Employers in Australia may be scrambling to update their social media and anti-bullying policies in light of a finding by the Fair Work Commission (FWC), Australia’s national workplace relations tribunal, that Facebook “unfriending” may constitute workplace bullying.
The FWC was tasked with analyzing whether Rachael Roberts — a real estate agent sales administrator — was bullied by a co-worker, Lisa Bird, and that co-worker’s husband (James Bird, also the business owner). Roberts cited many incidents she claimed left her feeling “belittled and humiliated” – including Mrs. Bird calling her a “naughty little schoolgirl running to the teacher” because Roberts had complained to Mr. Bird that her properties were not being adequately displayed in the store window.
After Mrs. Bird’s comment, Roberts left the office crying, and it occurred to her that Mrs. Bird might also post a Facebook comment about the incident. To confirm her suspicion, Roberts logged on to Facebook, only to find that Roberts had “unfriended” her – adding to Roberts’ alleged humiliation.
The FWC accepted Roberts’ bullying claim (premised on this and other incidents, such as Mrs. Bird not saying “Hello” to Roberts in the morning and delivering photocopies to all staff except Roberts) and, as to the “unfriending,” found that it “evinces a lack of emotional maturity and is indicative of unreasonable behavior.”
A complete reading of the FWC’s decision, however, does not lead to the conclusion that “unfriending” a co-worker automatically constitutes bullying. Only that “unfriending” can be considered “belittling behavior” when part of a larger pattern of hostility. In other words, the “unfriending” was the last straw in a pattern of bullying behavior and inappropriate comments.

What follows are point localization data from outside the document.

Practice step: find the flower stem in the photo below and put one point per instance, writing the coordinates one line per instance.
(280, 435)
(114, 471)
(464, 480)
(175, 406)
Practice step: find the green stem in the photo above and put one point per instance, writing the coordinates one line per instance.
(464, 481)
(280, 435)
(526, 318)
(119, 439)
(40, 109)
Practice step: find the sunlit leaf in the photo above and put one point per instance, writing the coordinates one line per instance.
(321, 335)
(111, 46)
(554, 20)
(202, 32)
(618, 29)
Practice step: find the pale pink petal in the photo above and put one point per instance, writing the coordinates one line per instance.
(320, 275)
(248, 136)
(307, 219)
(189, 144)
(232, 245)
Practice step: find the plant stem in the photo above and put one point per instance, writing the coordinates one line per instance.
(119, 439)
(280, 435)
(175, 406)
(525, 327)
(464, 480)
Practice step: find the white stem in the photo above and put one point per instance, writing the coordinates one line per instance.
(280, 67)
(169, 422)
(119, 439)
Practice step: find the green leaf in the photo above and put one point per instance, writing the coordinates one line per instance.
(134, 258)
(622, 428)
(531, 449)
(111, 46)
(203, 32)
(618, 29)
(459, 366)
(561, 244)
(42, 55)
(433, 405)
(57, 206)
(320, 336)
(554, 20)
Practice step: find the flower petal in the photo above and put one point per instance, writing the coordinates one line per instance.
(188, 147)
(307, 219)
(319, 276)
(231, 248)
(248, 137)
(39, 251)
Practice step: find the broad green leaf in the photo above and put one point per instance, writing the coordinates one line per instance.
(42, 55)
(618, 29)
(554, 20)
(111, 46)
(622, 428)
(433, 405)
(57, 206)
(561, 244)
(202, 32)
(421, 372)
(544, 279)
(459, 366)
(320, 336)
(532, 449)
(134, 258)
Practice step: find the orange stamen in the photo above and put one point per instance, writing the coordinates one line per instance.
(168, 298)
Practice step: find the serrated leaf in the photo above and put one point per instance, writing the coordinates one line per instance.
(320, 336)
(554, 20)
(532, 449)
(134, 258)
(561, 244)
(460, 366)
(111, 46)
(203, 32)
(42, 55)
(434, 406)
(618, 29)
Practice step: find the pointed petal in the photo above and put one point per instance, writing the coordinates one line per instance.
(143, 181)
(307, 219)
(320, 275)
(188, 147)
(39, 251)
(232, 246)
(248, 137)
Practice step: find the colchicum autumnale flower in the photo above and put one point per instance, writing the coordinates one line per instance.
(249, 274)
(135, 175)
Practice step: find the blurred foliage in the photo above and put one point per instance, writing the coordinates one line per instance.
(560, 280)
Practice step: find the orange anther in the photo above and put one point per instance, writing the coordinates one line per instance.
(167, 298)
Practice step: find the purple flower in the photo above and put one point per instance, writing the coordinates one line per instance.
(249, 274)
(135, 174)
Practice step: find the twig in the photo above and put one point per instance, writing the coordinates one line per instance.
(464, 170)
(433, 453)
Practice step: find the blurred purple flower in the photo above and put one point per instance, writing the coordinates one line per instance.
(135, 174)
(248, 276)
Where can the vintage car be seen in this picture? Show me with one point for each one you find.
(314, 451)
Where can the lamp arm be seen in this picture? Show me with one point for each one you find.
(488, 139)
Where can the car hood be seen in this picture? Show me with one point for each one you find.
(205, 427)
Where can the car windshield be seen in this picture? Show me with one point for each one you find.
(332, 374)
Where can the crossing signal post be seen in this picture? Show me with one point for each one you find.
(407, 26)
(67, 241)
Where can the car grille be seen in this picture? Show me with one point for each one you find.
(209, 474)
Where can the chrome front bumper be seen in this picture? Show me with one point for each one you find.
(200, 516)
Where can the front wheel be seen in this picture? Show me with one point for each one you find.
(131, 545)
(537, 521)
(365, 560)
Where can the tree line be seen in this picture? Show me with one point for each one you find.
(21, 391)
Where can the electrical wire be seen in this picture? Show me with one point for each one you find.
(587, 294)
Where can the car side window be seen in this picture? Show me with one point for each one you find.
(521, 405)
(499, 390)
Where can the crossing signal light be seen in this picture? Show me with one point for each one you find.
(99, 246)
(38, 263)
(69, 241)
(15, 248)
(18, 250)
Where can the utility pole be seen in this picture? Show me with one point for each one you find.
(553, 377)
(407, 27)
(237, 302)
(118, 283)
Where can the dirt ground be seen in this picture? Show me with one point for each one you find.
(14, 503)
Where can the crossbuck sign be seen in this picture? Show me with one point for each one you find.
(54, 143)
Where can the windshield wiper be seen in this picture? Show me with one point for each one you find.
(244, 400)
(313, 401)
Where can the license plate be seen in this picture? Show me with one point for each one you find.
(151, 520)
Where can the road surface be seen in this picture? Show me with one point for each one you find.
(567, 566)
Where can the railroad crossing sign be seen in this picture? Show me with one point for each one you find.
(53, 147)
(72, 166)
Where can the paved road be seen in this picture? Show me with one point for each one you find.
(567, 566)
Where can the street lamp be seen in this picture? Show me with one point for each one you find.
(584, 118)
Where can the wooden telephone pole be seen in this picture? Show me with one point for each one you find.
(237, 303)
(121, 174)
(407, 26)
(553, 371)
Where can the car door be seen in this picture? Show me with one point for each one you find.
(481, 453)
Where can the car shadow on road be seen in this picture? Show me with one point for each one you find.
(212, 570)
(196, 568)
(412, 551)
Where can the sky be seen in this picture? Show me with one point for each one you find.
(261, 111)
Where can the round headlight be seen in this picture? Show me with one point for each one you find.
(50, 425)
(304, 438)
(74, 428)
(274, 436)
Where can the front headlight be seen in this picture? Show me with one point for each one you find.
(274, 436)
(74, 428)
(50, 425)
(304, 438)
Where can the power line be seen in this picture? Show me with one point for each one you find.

It bears noting that while a workplace anti-bullying law has been proposed in Florida, the law has not yet passed. That is not to say, however, that workplace bullying based on a protected category — such as race, disability, or religion — is lawful or should be tolerated.
The other take-away here is that while “unfriending a co-worker” alone would likely not constitute bullying, it’s important to implement and update anti-bullying and social media policies — and to train employees (particularly managers) about the potential pitfalls of social media usage. Social media policies should be easily understood, should contain specific examples of social media “do’s and don’ts,” and should be enforced consistently.